Deep learning (DL) methods can generally learn to spot anything that a radiologist can see. We will demonstrate impressive examples of segmentation of organs, automated radiologist scorings, and adaptive MR protocols that optimize the workflow and patient outcome across musculoskeletal and neurological disorders. We will add some intuition on how DL works but also highlight caveats since deep learning is not intelligent and only knows what it has been presented during training. This challenges generalization to other scanner models, protocols, pathological variations, and to other patient populations. Deployment of DL solutions therefore also relies on alert radiology experts.
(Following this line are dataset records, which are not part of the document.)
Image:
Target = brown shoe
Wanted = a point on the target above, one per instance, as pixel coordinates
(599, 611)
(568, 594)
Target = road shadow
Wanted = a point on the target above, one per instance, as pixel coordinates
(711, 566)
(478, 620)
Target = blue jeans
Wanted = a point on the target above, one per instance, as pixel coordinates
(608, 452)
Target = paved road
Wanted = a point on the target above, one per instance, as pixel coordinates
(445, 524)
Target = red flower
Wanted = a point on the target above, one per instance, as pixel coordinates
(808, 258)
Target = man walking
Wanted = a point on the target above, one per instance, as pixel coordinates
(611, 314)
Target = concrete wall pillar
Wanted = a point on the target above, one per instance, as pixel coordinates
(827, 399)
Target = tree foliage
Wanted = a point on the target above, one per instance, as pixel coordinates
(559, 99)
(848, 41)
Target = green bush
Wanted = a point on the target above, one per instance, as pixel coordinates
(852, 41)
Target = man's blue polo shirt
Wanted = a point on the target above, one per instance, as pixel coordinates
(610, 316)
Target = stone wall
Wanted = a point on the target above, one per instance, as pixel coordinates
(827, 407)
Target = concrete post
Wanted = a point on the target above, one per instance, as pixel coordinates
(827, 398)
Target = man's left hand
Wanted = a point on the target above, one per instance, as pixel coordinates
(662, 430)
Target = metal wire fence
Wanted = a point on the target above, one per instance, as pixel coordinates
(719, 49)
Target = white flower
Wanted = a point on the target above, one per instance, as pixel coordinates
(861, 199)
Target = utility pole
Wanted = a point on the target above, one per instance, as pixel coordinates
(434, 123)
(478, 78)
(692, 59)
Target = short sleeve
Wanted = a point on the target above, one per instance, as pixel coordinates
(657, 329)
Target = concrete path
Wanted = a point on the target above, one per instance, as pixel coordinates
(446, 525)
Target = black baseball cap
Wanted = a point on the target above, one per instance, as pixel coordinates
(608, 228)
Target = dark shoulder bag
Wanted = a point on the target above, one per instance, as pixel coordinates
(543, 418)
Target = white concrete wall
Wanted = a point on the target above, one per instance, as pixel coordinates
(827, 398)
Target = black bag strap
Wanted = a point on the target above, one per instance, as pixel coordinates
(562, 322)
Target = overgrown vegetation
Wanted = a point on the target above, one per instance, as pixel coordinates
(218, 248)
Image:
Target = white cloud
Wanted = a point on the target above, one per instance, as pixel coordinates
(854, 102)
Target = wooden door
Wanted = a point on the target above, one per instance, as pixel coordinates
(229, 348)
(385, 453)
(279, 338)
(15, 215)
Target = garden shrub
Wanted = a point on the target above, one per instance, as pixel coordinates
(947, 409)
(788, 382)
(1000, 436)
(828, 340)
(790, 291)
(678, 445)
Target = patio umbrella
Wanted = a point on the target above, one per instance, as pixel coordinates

16:05 AI: Cutting-Edge Methods & Potential Roles in MSK Imaging
Akshay Chaudhari

Keywords: Musculoskeletal: Joints, Image acquisition: Machine learning

This presentation will cover the fundamentals of some latest-generation machine learning techniques, including large language models (LLMs), contrastive image-language pretraining (CLIP), and score-based generative diffusion models. Potential applications of these novel technologies to musculoskeletal and broader MRI applications will be discussed.